Ay, Nepomiachi, I thought you had paid some attention to what I wrote. No, there are no “ethnic groups” that must reach a compromise… there is a huge indigenous majority (with unity within it) that wants to take control of the country it inhabits, and there is an economic minority (white and mestizo) that would rather divide the gas in two or four rather than surrender its privileges. Do you see the difference? There is an ethnic conflict THAT OVERLAPS A CLASS CONFLICT: rich and poor, white and indigenous… and if some agreement can be reached, it will not be one that maintains the current system of life, as I said in one of my articles that you cite as a source.

To accommodate Santa Cruz’s demand for autonomy is to accommodate the needs of an economic elite (racially white and mestizo) to maintain the state of exploitation of the country’s people and natural resources. It is impossible, of course, to compare this situation with that of Nicaragua and its Atlantic coast as Melissa Nepomiachi does in her “analysis” BECAUSE THE POWER RELATIONS ARE DIFFERENT IN EACH CASE: the coastal Miskitos of Nicaragua are a marginalized minority fighting to maintain a territory that they do inhabit and possess; the Santa Cruz elite is not. (Doesn’t COHA’s kid see this difference?)
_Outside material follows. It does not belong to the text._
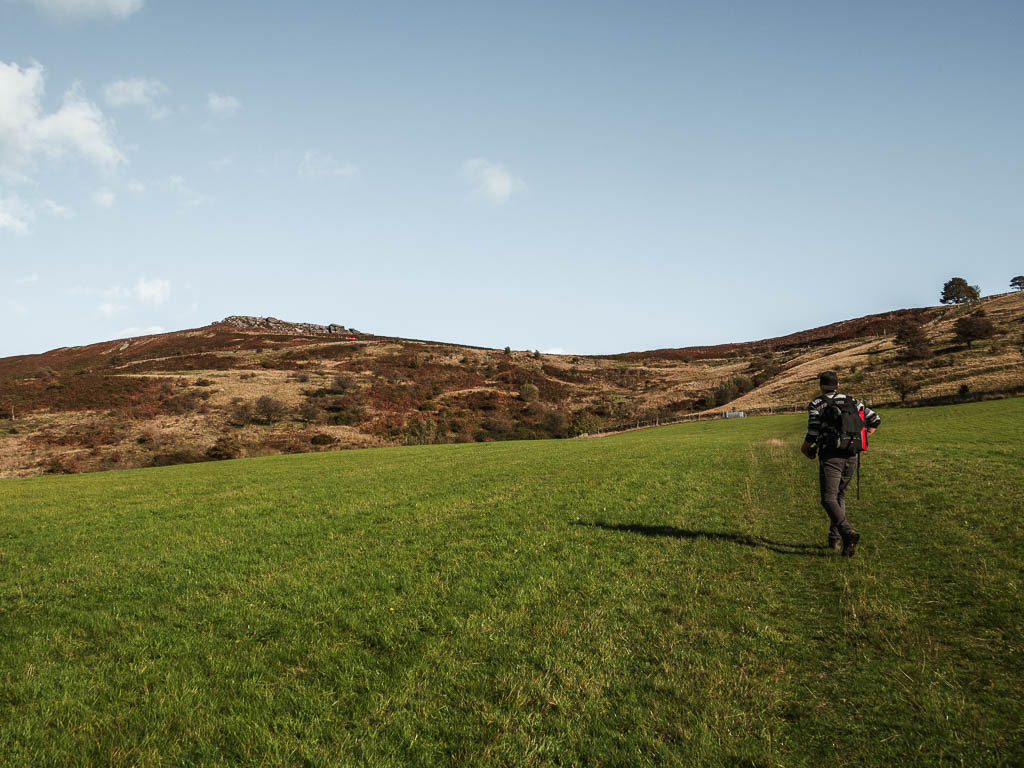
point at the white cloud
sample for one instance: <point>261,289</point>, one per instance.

If anyone needs to learn a lesson here it is COHA, not Bolivia or indigenous Bolivians… and all right, kind readers, at least the repetition of so many colonial attitudes on COHA’s part (and repeating the U.S. government’s population and economic statistics is not separate from this) has served to clarify a little more what we talk about when we talk about Bolivia, a country at war but in a truce for the moment…

Ah, and if you are going to quote us, Mr. Birns, at least read us attentively… Melissa Nepomiachi’s report leaves one with the impression that our work somehow supports such nonsense, something we don’t think will ever happen.